KJAY
- Sacramento, California; United States;
- Broadcast area: Sacramento metropolitan area
- Frequency: 1430 kHz

Programming
- Format: Hmong talk and music (weekdays); Russian and Christian radio (weekends);

Ownership
- Owner: KJAY, LLC

History
- First air date: May 23, 1963

Technical information
- Licensing authority: FCC
- Facility ID: 65226
- Class: D
- Power: 500 watts (day) 20 watts (night)
- Transmitter coordinates: 38°30′16.7″N 121°33′42.8″W﻿ / ﻿38.504639°N 121.561889°W
- Translator: 98.1 K251CA (Sacramento)

Links
- Public license information: Public file; LMS;
- Webcast: Listen Live
- Website: kjayradio.net

= KJAY =

KJAY (1430 AM) is a commercial radio station licensed to Sacramento, California, United States.

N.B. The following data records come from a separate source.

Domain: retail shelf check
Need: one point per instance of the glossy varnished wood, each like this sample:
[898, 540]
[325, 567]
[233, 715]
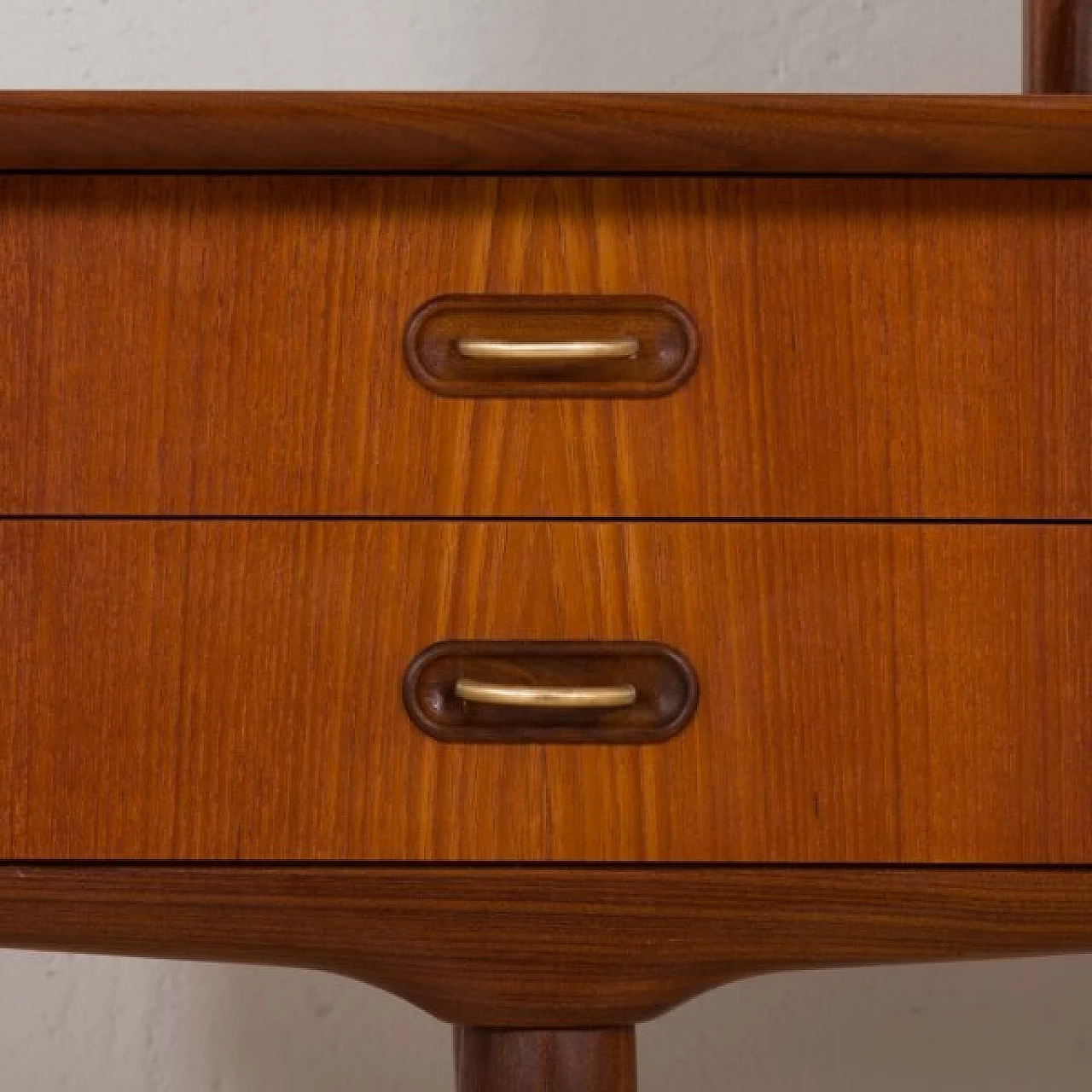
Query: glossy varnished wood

The station is owned by KJAY, LLC. KJAY airs a World Ethnic radio format consisting of mostly Hmong language programs with some Russian language shows and religious programming on Sundays. (The Hmong are an ethnic group originally from parts of Laos, China, Vietnam, Myanmar and Thailand.)

KJAY's transmitter is sited off South River Road in Sacramento, near the Sacramento River. Programming is also heard over low-power FM translator K251CA at 98.1 MHz in Sacramento.

==History==
On May 23, 1963, KJAY first signed on. The station was built by the Gamble family in Stockton, California. The highly engineered, multiple tower facility operated with 500 watts as a daytimer, required to go off the air at sunset. The station was purchased by Jack Powell in 1964, moving its city of license and transmitter to Sacramento. At one point the main office was located in the Sacramento Inn. Early broadcasters include Ron Reynolds, Rick Cimino, Mike Cleary, and Rich Dixon. A disk jockey heard nightly from the Top 40 radio era was Ben E. McCoy, who used "B. Edward McCoy" for his air moniker, but was easily discovered by former fans from earlier radio gigs at Kandie Radio and the old KPOP-AM.

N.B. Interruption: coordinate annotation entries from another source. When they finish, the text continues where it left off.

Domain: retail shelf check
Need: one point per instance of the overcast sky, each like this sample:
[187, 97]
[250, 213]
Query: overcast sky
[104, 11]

For much of the station's history, it has broadcast religious programs, such as Voice of Prophecy, local community news, Hollywood gossip from Jimmie Fidler, and for a period during the '70s and '80s, R & B music during the latter hours of KJAY's broadcast day. It had broadcast race results from Cal Expo during the State Fair meets.

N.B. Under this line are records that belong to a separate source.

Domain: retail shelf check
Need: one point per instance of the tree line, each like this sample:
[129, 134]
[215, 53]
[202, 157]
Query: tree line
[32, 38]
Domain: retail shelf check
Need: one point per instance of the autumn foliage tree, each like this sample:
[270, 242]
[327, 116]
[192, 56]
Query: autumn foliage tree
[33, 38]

Many of the current religious programs on KJAY have been on 1430 AM for decades, such as "From the Throne of God" with Pastor Elsie Horton; St. Paul's Missionary Baptist Church with Dr. Ephraim Williams; St. John's Missionary Baptist Church with Pastor Darryl B. Heath; Shiloh Baptist Church with Pastor Anthony Sadler, Sr.

Around 2000, KJAY began airing Hmong and Russian programs Monday through Saturday.

In 2017, the FCC granted a license for a 240-watt Class D FM translator, transmitting from the same location as the AM signal. The FM translator, K251CA, is heard at 98.1 MHz.